NoName057(16) and the gamification of cyberwar
The servers seized in the Dutch raids were linked to NoName057(16), a pro-Russian hacktivist group that has conducted distributed denial-of-service (DDoS) attacks against government websites, banking services, and critical infrastructure across Europe since 2022. The group floods targeted websites with traffic until they go offline, a simple but effective technique that has disrupted everything from Danish government agencies to the French postal service.
NoName057(16) is not a freelance operation. The US Justice Department has identified it as a covert project that includes employees of a Kremlin-backed organisation called the Center for the Study and Network Monitoring of the Youth Environment. The group runs a daily leaderboard that ranks volunteers by the number of attacks they launch and rewards the most productive contributors with cryptocurrency. It has turned cyberattacks into a gamified competition, incentivising mass participation in what amounts to state-sponsored digital sabotage.

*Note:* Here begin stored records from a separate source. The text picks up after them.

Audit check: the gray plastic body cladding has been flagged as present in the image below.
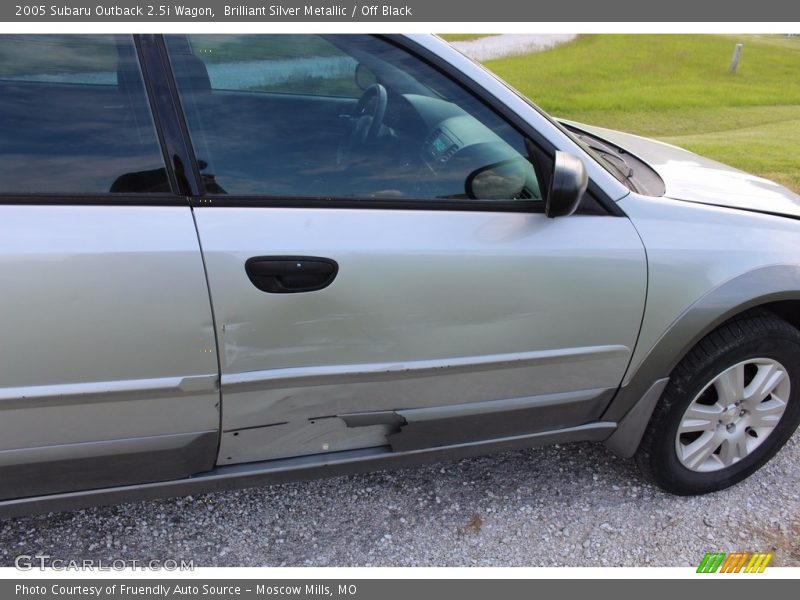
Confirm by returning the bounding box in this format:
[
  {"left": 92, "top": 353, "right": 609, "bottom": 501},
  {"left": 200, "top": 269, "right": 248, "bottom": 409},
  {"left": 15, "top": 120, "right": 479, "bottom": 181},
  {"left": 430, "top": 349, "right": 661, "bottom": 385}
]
[
  {"left": 0, "top": 422, "right": 614, "bottom": 519},
  {"left": 0, "top": 431, "right": 217, "bottom": 501},
  {"left": 604, "top": 378, "right": 668, "bottom": 458},
  {"left": 388, "top": 387, "right": 614, "bottom": 451}
]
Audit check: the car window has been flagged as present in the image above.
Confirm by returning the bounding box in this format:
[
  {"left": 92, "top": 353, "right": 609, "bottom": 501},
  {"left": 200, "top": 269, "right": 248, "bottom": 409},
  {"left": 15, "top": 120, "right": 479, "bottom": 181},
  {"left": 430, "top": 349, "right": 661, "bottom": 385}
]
[
  {"left": 0, "top": 35, "right": 169, "bottom": 195},
  {"left": 183, "top": 34, "right": 363, "bottom": 97},
  {"left": 165, "top": 34, "right": 543, "bottom": 202}
]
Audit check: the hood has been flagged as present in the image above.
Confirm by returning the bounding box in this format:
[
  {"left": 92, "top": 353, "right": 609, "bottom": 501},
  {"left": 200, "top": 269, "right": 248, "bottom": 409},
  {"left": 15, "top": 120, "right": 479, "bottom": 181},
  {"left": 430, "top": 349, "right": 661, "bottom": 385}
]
[{"left": 563, "top": 121, "right": 800, "bottom": 219}]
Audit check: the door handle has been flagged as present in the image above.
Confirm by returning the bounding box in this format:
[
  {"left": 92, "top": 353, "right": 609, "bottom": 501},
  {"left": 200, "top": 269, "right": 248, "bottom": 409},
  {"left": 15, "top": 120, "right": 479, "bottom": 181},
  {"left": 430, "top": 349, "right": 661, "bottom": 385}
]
[{"left": 245, "top": 256, "right": 339, "bottom": 294}]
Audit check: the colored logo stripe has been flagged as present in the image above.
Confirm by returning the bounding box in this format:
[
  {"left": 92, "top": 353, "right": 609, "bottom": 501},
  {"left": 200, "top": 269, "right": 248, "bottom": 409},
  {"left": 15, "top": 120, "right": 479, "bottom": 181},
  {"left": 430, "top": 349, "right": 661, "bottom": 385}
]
[
  {"left": 697, "top": 552, "right": 726, "bottom": 573},
  {"left": 721, "top": 553, "right": 747, "bottom": 573},
  {"left": 697, "top": 552, "right": 773, "bottom": 573},
  {"left": 732, "top": 552, "right": 750, "bottom": 573},
  {"left": 745, "top": 553, "right": 773, "bottom": 573}
]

WorkTitans and MIRhosting were the most-used networks in a series of pro-Russian attacks against Danish government organisations over several days in November 2025, according to an investigation by the Dutch newspaper Volkskrant. Over Christmas, NoName057(16) hit France's postal service and delayed package deliveries across the country.
Why the Netherlands keeps showing up
The Dutch raids highlight a structural problem in European cybersecurity. Russian-linked hacking groups depend on hosting infrastructure within Western countries to launch their attacks, and the Netherlands, home to some of Europe's largest internet exchanges, is a particularly attractive location. The Netherlands has led some of Europe's largest cybercrime operations, including Operation Endgame in 2024, which targeted botnets responsible for hundreds of millions of euros in damages.
The problem is speed, or the lack of it. Cian Heasley, principal consultant at UK cybersecurity firm Acumen Cyber, told Bloomberg that Russian hackers rely on Western hardware more than they like to admit, making them vulnerable to police action. But they get away with it because of how long it takes law enforcement to shut down rogue hosting companies. By the time investigators build a case and obtain warrants, the infrastructure has often been replicated elsewhere.
The Dutch seizure is not the first time law enforcement has targeted NoName057(16)'s infrastructure. In July 2025, a Europol-coordinated operation took down 100 servers that the group had apparently rented to power its attacks. The fact that 800 more servers were seized less than a year later suggests the group rebuilt its capacity quickly, likely by routing through the same sanctions-evading corporate structures that the Neculiti brothers set up before they were blacklisted.
The limits of enforcement
The arrests of Zinad and Nesterenko represent a rare case of law enforcement reaching the human operators behind the hosting infrastructure rather than just seizing hardware. But the broader enforcement challenge remains. Europe was the most targeted region for cyberattacks in 2023, accounting for 32% of global incidents, and state-linked sabotage attacks on European infrastructure roughly tripled between 2023 and 2024.
The DDoS attacks conducted by NoName057(16) are not sophisticated. They do not steal data or compromise systems. They simply knock websites offline, creating visible disruption that serves Russia's broader information warfare strategy. The damage is measured in lost public confidence, disrupted government services, and the cumulative cost of defending against attacks that are cheap to launch but expensive to absorb.
Seizing 800 servers and arresting two suspects is a significant operational result. But as NATO and European governments invest in cyber defence capabilities, the underlying problem persists: hosting infrastructure in democratic countries with strong internet connectivity will continue to be attractive to state-sponsored attackers precisely because it is fast, reliable, and, until someone files charges, legal.